Los vecinos comenzaron a salir de sus casas y se amontonaban en aquella pequeña callecita. Lo miraban sorprendidos sin comprender nada de lo que estaba sucediendo. ¡El hombrecito estaba trabajando en su jardín! Y lo que es peor aún, mientras podaba y curaba sus plantas y árboles muy agitado, tarareaba y reía a un mismo tiempo.

El hombrecito levantó la cabeza y saludó con entusiasmo a los niños curiosos que se habían acercado hasta el muro de su casa y a los vecinos que se habían agolpado justo frente a ella.

Todos lo miraban con ojos de asombro. Él observaba sus rostros sorprendidos y les sonreía alegremente, pues jamás los había visto.

En ese instante en el cual nuestro hombrecito miraba pacientemente aquellos rostros que les devolvían una sonrisa, comenzó a escuchar una suave melodía de violín, que se iba haciendo cada vez más fuerte.

- ¡Es el violín de Pedro! – exclamó – Suena maravillosamente como dijo Agustina. Ahora sí, ahora sí lo oigo.

Se acercó al portoncito de su casa y mientras sonreía, saludaba a los vecinos, uno a uno.

- ¡Buen día vecina! ¡Buen día vecino! ¡Buen día a todos!

Los vecinos se miraban entre sí y también sonreían, mientras balbuceaban entre ellos, preguntándose qué era lo que le estaba sucediendo a nuestro hombrecito, que lo había cambiado tanto. ¿Quién lo había curado de su enfermedad? ¿Qué milagro había sucedido?

El hombrecito, luego de saludar a sus vecinos, se colocó de frente a su casa, miró su entorno y observó que ya no estaba oscura, que el sol la invadía y los gorriones mañaneros cantaban en las ventanas. Todo estaba envuelto en un colorido y musical paisaje.

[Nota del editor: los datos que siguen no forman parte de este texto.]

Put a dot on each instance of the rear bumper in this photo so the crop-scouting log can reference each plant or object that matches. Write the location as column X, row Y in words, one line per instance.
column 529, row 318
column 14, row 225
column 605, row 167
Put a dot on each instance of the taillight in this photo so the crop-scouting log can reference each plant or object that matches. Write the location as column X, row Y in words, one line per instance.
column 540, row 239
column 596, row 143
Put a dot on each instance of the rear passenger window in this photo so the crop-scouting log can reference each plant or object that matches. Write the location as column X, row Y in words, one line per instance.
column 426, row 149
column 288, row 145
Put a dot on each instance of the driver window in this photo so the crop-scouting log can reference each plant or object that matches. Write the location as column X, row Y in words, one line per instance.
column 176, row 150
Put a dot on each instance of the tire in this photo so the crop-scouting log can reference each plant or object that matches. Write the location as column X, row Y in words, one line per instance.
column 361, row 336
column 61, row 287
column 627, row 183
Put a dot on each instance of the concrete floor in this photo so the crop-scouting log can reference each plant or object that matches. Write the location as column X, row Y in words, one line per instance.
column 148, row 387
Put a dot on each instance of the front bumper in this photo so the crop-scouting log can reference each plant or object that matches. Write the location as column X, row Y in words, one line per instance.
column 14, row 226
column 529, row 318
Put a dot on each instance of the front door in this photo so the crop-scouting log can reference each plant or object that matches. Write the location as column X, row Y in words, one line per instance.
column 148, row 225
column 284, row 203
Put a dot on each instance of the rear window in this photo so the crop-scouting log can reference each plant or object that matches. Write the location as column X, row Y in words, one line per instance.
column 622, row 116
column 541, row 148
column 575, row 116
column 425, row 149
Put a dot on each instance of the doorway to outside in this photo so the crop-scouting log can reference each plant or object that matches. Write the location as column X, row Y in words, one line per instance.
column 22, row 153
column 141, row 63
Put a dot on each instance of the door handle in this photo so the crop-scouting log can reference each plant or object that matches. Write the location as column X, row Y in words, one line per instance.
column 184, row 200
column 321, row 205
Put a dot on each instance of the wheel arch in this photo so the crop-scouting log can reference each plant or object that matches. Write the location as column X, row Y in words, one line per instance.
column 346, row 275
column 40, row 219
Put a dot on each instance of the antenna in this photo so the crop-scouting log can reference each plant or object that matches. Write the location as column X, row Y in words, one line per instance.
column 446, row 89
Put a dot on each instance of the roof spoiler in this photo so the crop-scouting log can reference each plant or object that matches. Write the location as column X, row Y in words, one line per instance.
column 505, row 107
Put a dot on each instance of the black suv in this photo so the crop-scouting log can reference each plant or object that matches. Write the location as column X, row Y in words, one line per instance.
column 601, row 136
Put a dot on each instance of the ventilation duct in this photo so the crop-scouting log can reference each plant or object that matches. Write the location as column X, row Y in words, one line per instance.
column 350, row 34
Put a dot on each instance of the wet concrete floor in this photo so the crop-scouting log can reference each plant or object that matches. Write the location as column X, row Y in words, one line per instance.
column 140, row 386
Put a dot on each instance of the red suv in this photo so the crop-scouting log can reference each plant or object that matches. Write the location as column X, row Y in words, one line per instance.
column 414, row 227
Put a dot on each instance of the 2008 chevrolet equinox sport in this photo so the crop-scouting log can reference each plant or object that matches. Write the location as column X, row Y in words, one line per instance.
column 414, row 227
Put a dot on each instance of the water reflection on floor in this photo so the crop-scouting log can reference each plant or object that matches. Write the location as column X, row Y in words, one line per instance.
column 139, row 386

De pronto recordó su cita con la niña…

Agustina había conversado con sus padres sobre la experiencia que había tenido con el hombrecito del barrio. Sus padres temieron que aquel hombrecito no fuera el amigo ideal para la pequeña, pero decidieron observar desde lejos su comportamiento.

¿Cuánto tiempo había transcurrido? Puede haber sido un minuto, una hora, un día, o tal vez un año. No lo sabemos. Sólo sabemos que Agustina estaba esperándolo allí, en su jardín, como todas las mañanas de sol.

Nuestro hombrecito lucía muy bien. Su traje y zapatos estaban relucientes, sus mejillas rojas por el sol, sus ojos relampagueantes, su cabeza erguida y un aire de triunfo y alegría lo invadía. Cruzó la callecita que conducía a lo de Agustina, bajo la mirada atónita de los vecinos que aún no dejaban de observarlo, es más, ahora querían saber qué haría tan bien vestido. Él caminaba muy decidido, casi corriendo, mirando hacia atrás de vez en cuando, para ver cómo lucía su pequeña casa. Al llegar a lo de Agustina, se detuvo un instante y observó como la niña conversaba con sus flores, mientras acariciaba sus pétalos.

Se fue acercando lentamente, muy despacio… Ella había oído sus pasos y se quedó en silencio.

- ¡Oye, Agustina, amiga! Aquí estoy, he vuelto.

La niña levantó la cabeza, se volvió hacia él con una enorme sonrisa en los labios, ansiosamente se fue acercando al portoncito y le extendió su mano.

- ¡Por fin has vuelto! Dame tu mano.

El hombrecito sonriente, apretó con fuerza la mano de la niña y con voz entrecortada le preguntó:

- Iremos a ver al violinista ¿verdad?

- Claro que iremos, sólo te estaba esperando – dijo la niña – mientras bajaba cuidadosamente el escalón que la separaba de la vereda.